LGMay 31, 2017

Biased Importance Sampling for Deep Neural Network Training

arXiv:1706.00043v276 citations
Originality Incremental advance
AI Analysis

This addresses the problem of slow training in deep neural networks for researchers and practitioners, though it is incremental as it builds on existing importance sampling techniques.

The paper tackles the challenge of applying importance sampling to deep learning by proposing a method that uses loss values as an importance metric, approximated via a small parallel model, resulting in 30% faster training for a CNN on CIFAR10.

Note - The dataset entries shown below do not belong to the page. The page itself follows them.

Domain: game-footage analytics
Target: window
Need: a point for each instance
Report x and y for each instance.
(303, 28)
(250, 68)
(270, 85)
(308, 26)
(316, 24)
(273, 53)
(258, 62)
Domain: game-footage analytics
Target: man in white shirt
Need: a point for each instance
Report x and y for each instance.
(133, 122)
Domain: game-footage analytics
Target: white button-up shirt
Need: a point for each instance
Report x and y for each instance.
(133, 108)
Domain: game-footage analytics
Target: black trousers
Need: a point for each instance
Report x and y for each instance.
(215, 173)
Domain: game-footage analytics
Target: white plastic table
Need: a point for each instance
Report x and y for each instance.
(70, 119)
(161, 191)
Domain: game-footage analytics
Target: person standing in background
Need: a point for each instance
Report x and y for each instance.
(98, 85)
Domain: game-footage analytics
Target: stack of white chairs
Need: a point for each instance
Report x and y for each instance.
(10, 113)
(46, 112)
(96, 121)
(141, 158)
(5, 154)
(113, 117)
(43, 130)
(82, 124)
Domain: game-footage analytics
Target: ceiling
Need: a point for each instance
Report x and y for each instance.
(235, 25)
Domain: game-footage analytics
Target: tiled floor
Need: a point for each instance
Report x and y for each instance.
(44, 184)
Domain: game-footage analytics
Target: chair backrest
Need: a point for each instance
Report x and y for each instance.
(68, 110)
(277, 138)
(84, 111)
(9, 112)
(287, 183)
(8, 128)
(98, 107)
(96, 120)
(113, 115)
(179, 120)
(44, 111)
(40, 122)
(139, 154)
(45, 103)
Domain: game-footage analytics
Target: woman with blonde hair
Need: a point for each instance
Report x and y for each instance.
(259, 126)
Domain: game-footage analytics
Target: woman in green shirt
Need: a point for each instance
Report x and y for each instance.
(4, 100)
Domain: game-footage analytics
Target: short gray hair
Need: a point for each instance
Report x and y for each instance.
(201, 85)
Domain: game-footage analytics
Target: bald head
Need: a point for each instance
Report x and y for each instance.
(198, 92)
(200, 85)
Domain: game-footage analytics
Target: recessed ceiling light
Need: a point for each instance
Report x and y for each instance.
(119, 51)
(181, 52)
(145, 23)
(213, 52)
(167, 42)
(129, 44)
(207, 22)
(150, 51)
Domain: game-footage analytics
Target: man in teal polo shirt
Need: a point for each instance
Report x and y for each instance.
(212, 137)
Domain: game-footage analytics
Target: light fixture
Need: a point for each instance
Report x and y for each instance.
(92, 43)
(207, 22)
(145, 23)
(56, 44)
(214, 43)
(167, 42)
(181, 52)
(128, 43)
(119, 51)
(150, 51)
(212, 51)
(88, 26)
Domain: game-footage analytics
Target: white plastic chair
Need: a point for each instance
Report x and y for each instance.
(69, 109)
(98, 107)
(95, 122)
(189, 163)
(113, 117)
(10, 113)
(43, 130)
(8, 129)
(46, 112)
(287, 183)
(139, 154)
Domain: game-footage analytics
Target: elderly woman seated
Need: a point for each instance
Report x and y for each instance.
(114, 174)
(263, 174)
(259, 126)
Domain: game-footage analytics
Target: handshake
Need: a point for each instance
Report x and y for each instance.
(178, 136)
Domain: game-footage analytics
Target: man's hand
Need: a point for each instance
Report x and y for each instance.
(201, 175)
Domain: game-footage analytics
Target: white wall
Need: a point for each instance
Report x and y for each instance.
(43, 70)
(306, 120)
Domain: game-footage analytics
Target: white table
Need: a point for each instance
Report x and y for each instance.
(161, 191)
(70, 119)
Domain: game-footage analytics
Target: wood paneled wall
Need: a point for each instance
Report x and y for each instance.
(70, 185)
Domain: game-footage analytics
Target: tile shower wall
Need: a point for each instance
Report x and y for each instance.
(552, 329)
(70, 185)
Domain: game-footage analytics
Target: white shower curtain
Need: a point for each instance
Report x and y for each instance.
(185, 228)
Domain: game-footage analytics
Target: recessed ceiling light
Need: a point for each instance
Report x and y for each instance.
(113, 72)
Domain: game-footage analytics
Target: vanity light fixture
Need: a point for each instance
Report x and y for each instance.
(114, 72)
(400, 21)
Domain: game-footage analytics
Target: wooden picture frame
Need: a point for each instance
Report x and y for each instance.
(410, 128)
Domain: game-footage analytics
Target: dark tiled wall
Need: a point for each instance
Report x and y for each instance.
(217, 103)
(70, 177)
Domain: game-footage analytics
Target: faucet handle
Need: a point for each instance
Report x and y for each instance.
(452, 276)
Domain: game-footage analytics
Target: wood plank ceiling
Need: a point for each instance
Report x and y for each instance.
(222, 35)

Importance sampling has been successfully used to accelerate stochastic optimization in many convex problems. However, the lack of an efficient way to calculate the importance still hinders its application to Deep Learning. In this paper, we show that the loss value can be used as an alternative importance metric, and propose a way to efficiently approximate it for a deep model, using a small model trained for that purpose in parallel. This method allows in particular to utilize a biased gradient estimate that implicitly optimizes a soft max-loss, and leads to better generalization performance. While such method suffers from a prohibitively high variance of the gradient estimate when using a standard stochastic optimizer, we show that when it is combined with our sampling mechanism, it results in a reliable procedure. We showcase the generality of our method by testing it on both image classification and language modeling tasks using deep convolutional and recurrent neural networks. In particular, our method results in 30% faster training of a CNN for CIFAR10 than when using uniform sampling.